Friday's Coventry Telegraph report into the sage states the following:
'Mr Appleton said investigations included into the complex history since 1907 when a company called The Coventry City Football Club Ltd was set up, since when it operated as 'the entity responsible for managing the business affairs of the professional football club.'
That company became CCFC Holdings Ltd, and Coventry City Football Club Ltd was incorporated as a subsidiary on May 16, 1995 when the club was competing in the Premier League.
It is claimed when the club was relegated in 2001 back into the Football League, the golden share was registered with Coventry City Football Club Ltd.'
1995 was certainly an interesting year in the history of the club as it was the year that City's ambitions for the future suddenly went up a few notches.
Phil Neal had begun the 1994/95 season as manager, his meagre transfer budget boosted by the sale of Phil Babb to Liverpool after a successful World Cup. Neal spent a club record £2m on Dion Dublin and City, as they had done fairly regularly for the best part of 30 years, bumped along near the foot of the top-flight of English football.
Then, in February, Neal was sacked and replaced by Ron Atkinson in a move designed to place CCFC firmly on the footballing map as Big Ron remained at that time one of the most high-profile managers in the game.
The Sky Blues continued to struggle near the foot of the table (both at the end of the 94/95 season and throughout the 95/96 campaign) but it was no longer because they were not able to compete in the transfer market.

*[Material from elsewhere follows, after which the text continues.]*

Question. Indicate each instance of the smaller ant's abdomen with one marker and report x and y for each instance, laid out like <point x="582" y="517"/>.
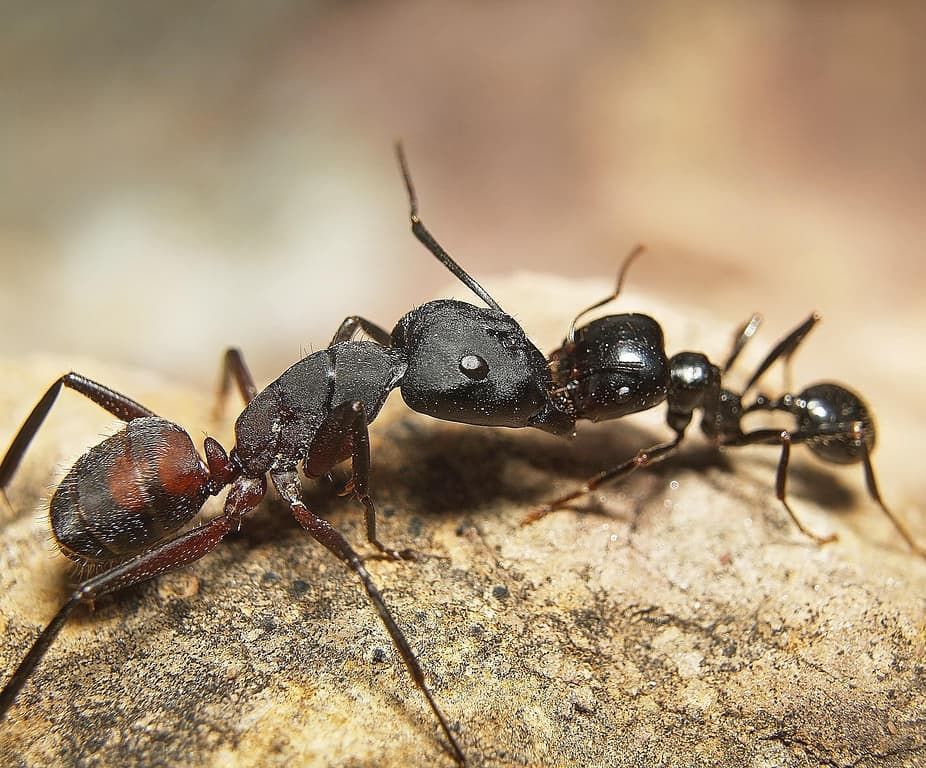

Suddenly the finances were found to allow Atkinson to make a string of big-money signings and plans began to be put in place for the club to move away from Highfield Road to a purpose-built stadium capable of hosting 45,000 people.
For a while, under Gordon Strachan, City punched above their weight but relegation, when it came, was made all the worse by the ambitious nature of the previous few years. The club has struggled to recover since.